The program is symbolic of a new thrust across the country to pay more attention to that vast but decaying network of subterranean pipes and sewers so vital to the comfort of modern civilization.
A small but growing number of cities are tapping a new breed of engineer, armed with the latest tools and techniques, to find better ways of refurbishing the old and prolonging the life of the new.
New Yorkers were painfully reminded of this necessity in September, when bursting water mains shut down the bustling garment district and sent many Manhattanites squishing to work in rolled-up pants.
The trend to do something about aging pipes marks what may be an important shift in thinking: from the fix-it-after-it-breaks mentality to a more preventative approach. In some cases, thumbs are being put in city pipes as part of water-conservation programs - an ethic many believe must become more ingrained if the country is to have enough of this dwindling resource in the future.
''Most cities just deal with problems on a crisis response,'' says Albert Doyle, managing engineer with Brown & Caldwell, a California consulting firm. ''Now some are at least starting to recognize the problem.''
Spurring the movement is the rickety state of the nation's infrastructure, plumbing included. Water systems in many old Northeastern cities are in particularly bad shape.

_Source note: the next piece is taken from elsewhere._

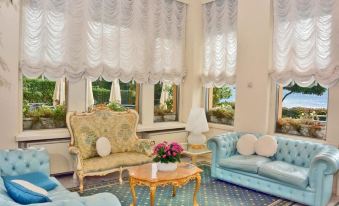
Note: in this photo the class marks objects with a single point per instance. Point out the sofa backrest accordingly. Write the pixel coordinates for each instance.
(118, 127)
(297, 152)
(22, 161)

An Urban Institute study earlier this year, for instance , showed that Boston annually loses some 17 percent of the water entering its system because of leaky pipes. Philadelphia loses 19 percent; Buffalo 15 percent; Chicago 12 percent.
For many cities, the repairs are nothing a lot of money wouldn't help fix. But in these austere times, town officials are hard pressed to keep policemen on the beat, much less pour money into leak sleuthing. Even when city, state, or federal funds do come in, they often go for repair of more visible needs: roads and bridges, for instance. Underground utility lines have few boosters.
''If you were a politician, which would you rather have your picture taken next to - a new waste-water treatment plant or some old repaired pipe in the ground?'' asks Richard Noss, an assistant environmental-engineering professor at the University of Massachusetts at Amherst.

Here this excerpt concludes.